At the interface between scientific research and patient care lie pharmaceutical companies with their efforts toward drug discovery. Despite the push for clinicians to ‘translate’ the latest research findings into new applications for their patients, few of them have direct experience with drug discovery. Instead, the research options for academic clinicians tend to split into two tracks, either basic research or patient care, with few training opportunities to provide exposure to drug discovery or patient-based clinical trials.
The Wellcome Trust wants to encourage the movement of clinicians into this space by offering training programs to give them experience directly with pharmaceutics. ‘The big question we are faced with is how to train clinicians within the broad field of translational medicine so that they have the skills to become effective translationists. We feel that to do this, we need to leverage the expertise that exists in the university sector with the expertise in the pharma sector,’ explains Dr John Williams, who coordinates the Wellcome Trust Translational Medicine and Therapeutics programs.
‘The interface between pharma and academia is becoming increasingly important. The R&D (research and development) models in pharma are changing to allow them to work more closely with academic partners. We need to train a cadre of bright young clinicians to have the skills, the right kind of awareness and, ultimately, the scientific ideas to cross this interface,’ says Dr Williams. The unique training approach of these fellowships exposes clinicians to research on disease processes, with a focus on how the information might be used to change patient diagnostics or treatment. The Wellcome Trust hopes to strategically provide a subset of clinicians with cooperative understanding of disease physiology and medicine, where they might coordinate medical care with scientific discovery.
‘In the UK, and elsewhere, there is a real decline in the number of people who are able to carry out high-quality patient-based research. These programs establish an environment where bright young clinicians might be drawn, not into the more typical route of molecular biology research, but to research questions that focus on patient-based studies,’ says Dr Williams.

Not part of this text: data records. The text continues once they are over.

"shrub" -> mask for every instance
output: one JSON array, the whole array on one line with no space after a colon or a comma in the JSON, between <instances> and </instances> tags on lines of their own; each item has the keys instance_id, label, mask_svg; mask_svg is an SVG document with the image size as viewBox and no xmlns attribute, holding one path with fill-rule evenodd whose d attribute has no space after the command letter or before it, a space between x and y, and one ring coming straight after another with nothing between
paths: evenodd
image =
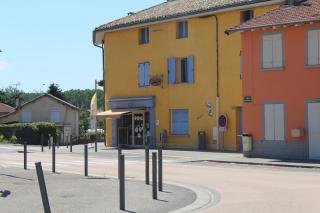
<instances>
[{"instance_id":1,"label":"shrub","mask_svg":"<svg viewBox=\"0 0 320 213\"><path fill-rule=\"evenodd\" d=\"M57 126L54 123L34 122L0 125L0 134L11 142L27 142L28 144L41 144L41 134L49 138L57 135Z\"/></svg>"},{"instance_id":2,"label":"shrub","mask_svg":"<svg viewBox=\"0 0 320 213\"><path fill-rule=\"evenodd\" d=\"M6 142L4 135L0 134L0 143Z\"/></svg>"}]
</instances>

The programs are partnerships between academic institutions and pharmaceutical companies, including: GlaxoSmithKline, Wyeth Research, Roche, AstraZeneca, Sanofi-Aventis, Sirtris Pharmaceuticals and PTC Therapeutics. Academic clinicians, including specialists, can apply to programs through one of the four participating centers: University of Cambridge, University of Newcastle, Imperial College London and the Scottish Consortium. More information about these fellowships that are available from the Wellcome Trust can be found through the websites for the individual centers, or together with information about biomedical science funding from the Wellcome Trust at www.wellcome.ac.uk.